Continuation

Continuation is an abstract concept higher, especially functional programming. It refers to the control state of a program at a particular time during its operation time. The term continuation therefore approximates the concept of process context, however, the process context includes the current state of program data, such as the values ​​of local and global variables with.

Access to continuations makes it possible to influence the control flow of a program as desired. So it is possible to stop a program at any time and continue later, or restore the program at a particular point in a previous state. This property also comes in the name of continuation, to German continued to express. Using Continuations any type of loop is simulated. The unrestricted access to the continuation as well as a form of a conditional statement are already sufficient to solve any computable problems. This capability enables a separate programming style, the so-called continuation- passing style.
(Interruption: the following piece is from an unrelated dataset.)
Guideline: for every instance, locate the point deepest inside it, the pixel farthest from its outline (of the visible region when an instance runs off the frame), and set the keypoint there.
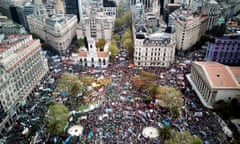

Different programming languages ​​support the handling of continuations, the most famous representatives in the various Lispdialekte as Scheme. Modern object-oriented languages ​​provide exception handling with concepts such as limited opportunities to access the continuation of a program.

Examples

Finite Automata

In automata theory, a field of theoretical computer science, an essential theoretical construct is the finite state machine. This is located at any point in a potential of a finite set states. This state may be interpreted as the continuation of the time.

Modern microprocessors

Modern microprocessors are mostly Register Machines. On such a machine register, the contents of certain registers at a given time, the continuation of the running process at the time dar. Modern processors to take advantage of this to switch back and forth between multiple processes and thus to give the impression that they are running at the same time. If there is such a context switch, the processor saves the contents of all registers. Then he fills the registers with contents that were backed up at an earlier time from the registers. This is the process that was active at the time of saving, continues at exactly the point at which he was in at the time of backup. The continuation is in this case by the program counter, together with the contents of the call stack, or the contents of the stack pointer represents.

Continuations in Scheme

Scheme continuations treated as first -class objects, ie Scheme not only makes it possible to access the current continuation, but also to place this continuation in any variable and to pass functions as parameters. Scheme provides the function to call / cc. The following code implements the faculty by means of continuations:

(define fac ( lambda ( x)     ( let ( ( x s ) ( cont # f ) )       (call / cc ( lambda ( x ) ( set! cont x) # t))       ( set! s ( - s 1) )       (cond ( (< 1 s ) x) (else (begin ( set! x (* x s ) ) ( cont )))) ))) Here, the function call / cc is passed an anonymous function. call / cc calls this function with the current continuation, the anonymous function stores this continuation in the variable cont. In the last line is called with ( cont ) the continuation, the program flow therefore jumps to the statement following the call to call / cc.